Make sure that employees protect their eyes and the surrounding skin as well. They should wear sunglasses that provide 99% to 100% UV absorption and block both forms of UV radiation—UVA and UVB (pricier sunglasses or those with a darker tint don’t necessarily offer more UV protection). It’s wise to select wraparound glasses that offer side protection.

WILL YOUR CGL POLICY COVER YOUR LIABILITY FOR SOMEONE ELSE’S INJURY?

By Construction Insurance Bulletin

Two work crews building a new home are taking a break. One of the employees of the plumbing contractor and a carpenter get into a little verbal sparring. It starts out good-natured but turns heated, and the plumber picks up a metal nut and flips it in the other man’s direction. At that moment, the carpenter stands up directly in the nut’s path. It strikes him in the eye; the ensuing injury is so severe that he loses part of the sight in that eye. He sues the plumbing contractor and the employee who threw the object. Employer and employee both look for coverage and defense under the plumber’s Commercial General Liability (CGL) insurance policy. Although the policy will likely cover the employer, coverage for the employee is not certain.

A CGL policy normally does not cover a person (an “insured”) for liability for injuries or damages “expected or intended from the standpoint of the insured.” If the insurance company concludes that the plumber’s employee either expected or intended to injure the carpenter with the thrown nut, it will not cover either his liability or defense costs. As R. Steven Rawls and Rebecca C. Appelbaum explained in a recent article, when courts have interpreted this policy language, they tend to agree on the meaning of the word “intended” but differ on the meaning of “expected.” Courts in various states have approached the meaning of “expected” in different ways.

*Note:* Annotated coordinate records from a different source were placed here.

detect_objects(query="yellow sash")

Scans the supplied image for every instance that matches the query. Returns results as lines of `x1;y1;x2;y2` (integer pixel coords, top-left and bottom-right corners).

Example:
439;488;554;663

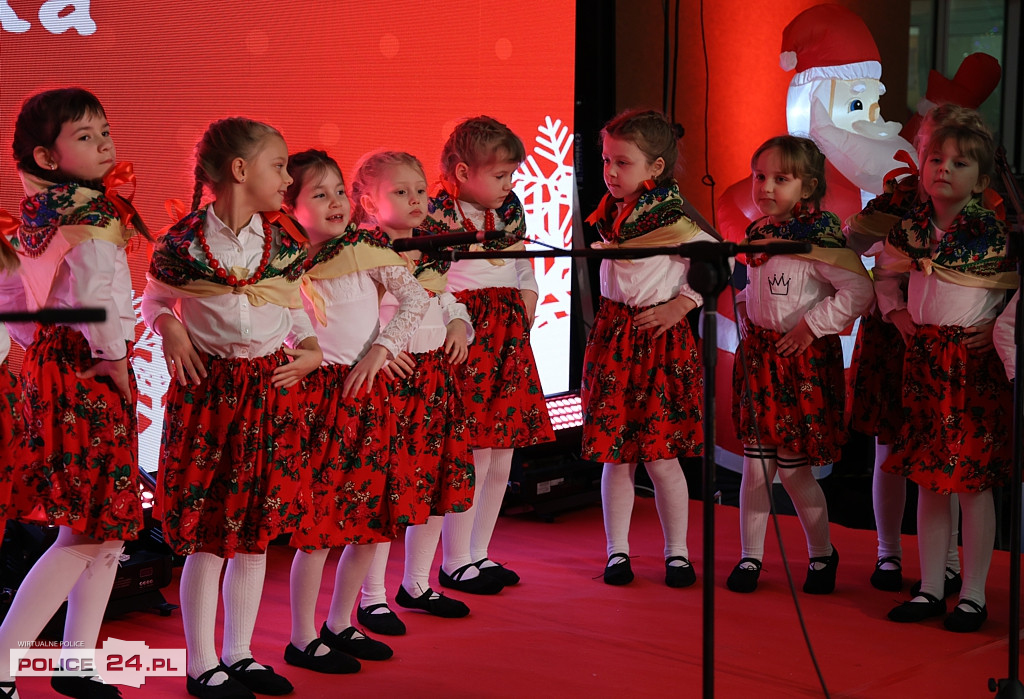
886;241;1017;289
743;238;871;278
302;243;407;327
145;267;302;308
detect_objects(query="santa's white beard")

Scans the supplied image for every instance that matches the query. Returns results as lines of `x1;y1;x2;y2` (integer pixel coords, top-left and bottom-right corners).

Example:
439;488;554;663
809;100;916;194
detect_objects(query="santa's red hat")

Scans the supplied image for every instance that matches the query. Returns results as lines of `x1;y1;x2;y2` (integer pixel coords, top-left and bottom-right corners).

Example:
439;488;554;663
779;4;882;84
925;53;1002;110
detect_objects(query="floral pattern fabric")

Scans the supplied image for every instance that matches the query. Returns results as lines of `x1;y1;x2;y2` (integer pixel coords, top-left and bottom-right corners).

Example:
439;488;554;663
882;325;1013;494
387;349;475;520
12;325;142;540
156;350;309;558
455;287;555;449
291;364;407;551
581;298;705;464
732;326;847;466
848;311;906;444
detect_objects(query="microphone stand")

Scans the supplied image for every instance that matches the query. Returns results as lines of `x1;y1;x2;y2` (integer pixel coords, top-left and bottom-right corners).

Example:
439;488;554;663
988;146;1024;699
451;241;811;699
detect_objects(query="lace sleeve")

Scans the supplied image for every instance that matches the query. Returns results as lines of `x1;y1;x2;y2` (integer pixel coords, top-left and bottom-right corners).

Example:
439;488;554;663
370;265;430;357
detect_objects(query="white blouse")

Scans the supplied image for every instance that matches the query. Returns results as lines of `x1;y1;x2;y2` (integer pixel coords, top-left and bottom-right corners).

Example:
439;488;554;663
874;225;1006;327
380;292;473;354
142;204;314;358
447;201;538;294
601;230;715;307
736;255;874;338
302;265;430;364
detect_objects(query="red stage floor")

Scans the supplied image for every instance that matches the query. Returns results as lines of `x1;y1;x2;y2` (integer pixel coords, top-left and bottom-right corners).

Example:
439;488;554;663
12;498;1009;699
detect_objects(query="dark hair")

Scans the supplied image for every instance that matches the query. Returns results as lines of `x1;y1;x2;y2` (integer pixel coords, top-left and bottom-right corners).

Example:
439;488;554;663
11;87;154;242
440;115;526;184
348;150;427;224
600;110;683;185
285;148;345;211
191;117;281;210
751;134;825;211
11;87;106;181
921;110;995;177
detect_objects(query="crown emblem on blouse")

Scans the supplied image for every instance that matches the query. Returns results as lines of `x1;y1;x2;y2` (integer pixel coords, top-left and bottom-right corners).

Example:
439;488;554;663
768;273;793;296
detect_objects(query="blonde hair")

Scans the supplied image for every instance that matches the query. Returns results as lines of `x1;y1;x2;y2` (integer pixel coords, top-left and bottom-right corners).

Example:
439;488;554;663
914;104;995;177
751;134;825;211
191;117;281;210
348;150;427;225
440;115;526;185
601;110;683;185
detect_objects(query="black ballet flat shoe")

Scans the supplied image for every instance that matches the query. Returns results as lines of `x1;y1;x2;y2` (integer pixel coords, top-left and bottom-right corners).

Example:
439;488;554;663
185;664;256;699
604;554;633;585
222;658;295;697
887;593;946;623
942;599;988;634
665;556;697;587
437;563;505;595
321;621;394;660
285;639;362;674
49;674;121;699
725;558;761;593
804;547;839;595
473;558;519;587
871;556;903;593
355;603;406;636
394;585;469;619
910;567;964;597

  • Expected and intended mean the same thing. Some courts have ruled that the two words have the same meaning within the insurance policy’s context. If the plumber expected the carpenter to get hurt, he must have intended it, and vice versa.
  • What did the insured think was more likely to occur? A Texas court ruled that a result, such as an injury, is expected if the insured considered its occurrence to be more likely to happen than not to happen. The same court said that a finding that the insured intended an injury requires more proof than does a finding that an injury was expected.
  • If the insured committed a reckless act, does that automatically mean he expected an injury? Another Texas court did not believe so. It raised the possibility that someone, while aware of the risks of a particular action, might believe that the chances of something going wrong are low. An Indiana court also said that recklessness alone is not enough to prove that an insured expected an injury. However, an Illinois court said that some actions are so inherently dangerous (such as firing a gun) that the only possible conclusion is that the insured expected the injury.
  • Two-part tests. Some courts have used a two-part test to determine expectation. A Michigan court used a test that asked, first, did the insured foresee the injury that occurred? If not, was the likelihood of the injury so overwhelming and obvious as to make unbelievable the insured’s claim that he didn’t foresee it? A Delaware court said that, where the insured clearly did not intend to injure the other person and where he should not necessarily have known that an injury would occur, the policy would cover him.

Construction sites are dangerous places; injuries can occur either through horseplay or in the normal course of work. Contractors cannot emphasize too strongly to their employees the necessity of common sense and care on the job site. If an employee injures someone else on the site, his financial well-being could depend on a court deciding whether he should have expected the injury. That’s a chance no one should want to take.